Развитие правовых отношений, как это отметил Маркс в «Введении к крит. пол. экон.», носит у Гегеля чисто логический характер, не совпадая зачастую с действительным историческим развитием общественных отношений. Так «семья» и отношения господства являются у него более конкретными правовыми категориями, общественная организация зарождается у него позже права владения, принадлежащего лишь только «личности». Задача Гегеля — изобразить необходимую логическую структуру современного ему правового общества и государства.
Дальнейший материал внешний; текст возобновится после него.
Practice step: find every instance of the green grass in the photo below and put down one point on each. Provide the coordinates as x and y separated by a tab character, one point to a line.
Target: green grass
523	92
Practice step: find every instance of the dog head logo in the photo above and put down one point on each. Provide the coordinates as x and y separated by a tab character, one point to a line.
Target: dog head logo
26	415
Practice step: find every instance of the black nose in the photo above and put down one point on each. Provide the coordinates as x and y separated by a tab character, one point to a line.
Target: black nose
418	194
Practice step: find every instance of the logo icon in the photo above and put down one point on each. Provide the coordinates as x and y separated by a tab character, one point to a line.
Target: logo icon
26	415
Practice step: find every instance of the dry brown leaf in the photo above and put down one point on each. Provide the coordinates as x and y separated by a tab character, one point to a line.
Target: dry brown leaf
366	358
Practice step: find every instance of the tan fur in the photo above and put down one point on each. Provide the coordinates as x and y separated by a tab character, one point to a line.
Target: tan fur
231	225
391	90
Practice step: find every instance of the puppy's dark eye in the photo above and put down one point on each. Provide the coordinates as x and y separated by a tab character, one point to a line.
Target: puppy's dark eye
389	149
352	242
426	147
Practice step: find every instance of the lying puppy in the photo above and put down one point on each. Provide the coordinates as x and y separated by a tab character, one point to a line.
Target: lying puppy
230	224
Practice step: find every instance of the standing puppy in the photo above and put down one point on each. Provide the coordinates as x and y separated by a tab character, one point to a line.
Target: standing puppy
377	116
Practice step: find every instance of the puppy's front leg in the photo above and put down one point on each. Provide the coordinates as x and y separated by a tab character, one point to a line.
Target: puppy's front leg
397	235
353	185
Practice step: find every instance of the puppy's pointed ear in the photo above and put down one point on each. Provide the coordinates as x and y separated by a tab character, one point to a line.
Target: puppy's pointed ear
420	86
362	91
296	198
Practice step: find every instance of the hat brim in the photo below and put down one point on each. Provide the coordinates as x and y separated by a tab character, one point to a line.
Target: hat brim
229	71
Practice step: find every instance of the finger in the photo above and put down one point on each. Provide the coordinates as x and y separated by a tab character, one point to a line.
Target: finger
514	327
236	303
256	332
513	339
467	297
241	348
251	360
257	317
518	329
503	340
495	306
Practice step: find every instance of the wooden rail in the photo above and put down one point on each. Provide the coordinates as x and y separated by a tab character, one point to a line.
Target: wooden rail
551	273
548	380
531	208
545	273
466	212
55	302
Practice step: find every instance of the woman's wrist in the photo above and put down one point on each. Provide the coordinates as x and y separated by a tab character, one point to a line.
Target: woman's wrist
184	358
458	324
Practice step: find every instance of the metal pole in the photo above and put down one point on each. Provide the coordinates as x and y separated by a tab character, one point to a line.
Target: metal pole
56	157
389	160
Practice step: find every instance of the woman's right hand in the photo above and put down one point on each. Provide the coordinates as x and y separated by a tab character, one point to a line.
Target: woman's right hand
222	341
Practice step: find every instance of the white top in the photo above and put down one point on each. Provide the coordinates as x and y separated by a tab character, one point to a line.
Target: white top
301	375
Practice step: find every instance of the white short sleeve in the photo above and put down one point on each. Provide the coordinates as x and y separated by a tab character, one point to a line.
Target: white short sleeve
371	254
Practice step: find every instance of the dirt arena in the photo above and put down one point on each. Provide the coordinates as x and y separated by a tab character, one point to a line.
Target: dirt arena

Однако, поскольку анализ Гегеля имеет дело и с более ранними элементами и категориями того же буржуазного общества, это логическое развитие правовых категорий не может не отобразить отчасти и действительного исторического развития. «Дух» Гегеля (мы сказали бы, общественное экономическое содержание) принимает форму права на определенной исторической ступени, — вместе с частной собственностью, зародыш которой Гегель видит уже во владении. Право на вещь, «вещное право» есть право личности как таковой, всякий вид права принадлежит лишь личности. В этом «вкладывании в вещи» лицом своей личной воли и проявляется простейшее и основное правоотношение — владение. При этом, согласно Гегелю, именно идеологическое представление о проявлении своей «воли», сопровождающее фактическое обладание, создает начало права: «Та именно сторона, что я как свободная воля во владении проявляюсь предметно и этим становлюсь действительной волей, создает в нем истинное и правовое определение собственности»[12]. Однако единичный индивид еще не составляет юридического лица: для развития правоотношений от простого «владения» к «собственности» необходимо общение между людьми. «Личность является как действительная личность лишь тогда, когда ей противостоят другие лица, когда она приходит в соотношение с ними и они взаимно признают друг друга» (Энцикл., № 490). Гегель предваряет здесь Марксову теорию менового фетишизма, указывая на то, как вещи неизбежно заслоняют общественные отношения. «Лица свободны и необходимы, но сознают свое тождество. Они, как крайние термины силлогизма, находят свою связь в вещи» (Энц., 491).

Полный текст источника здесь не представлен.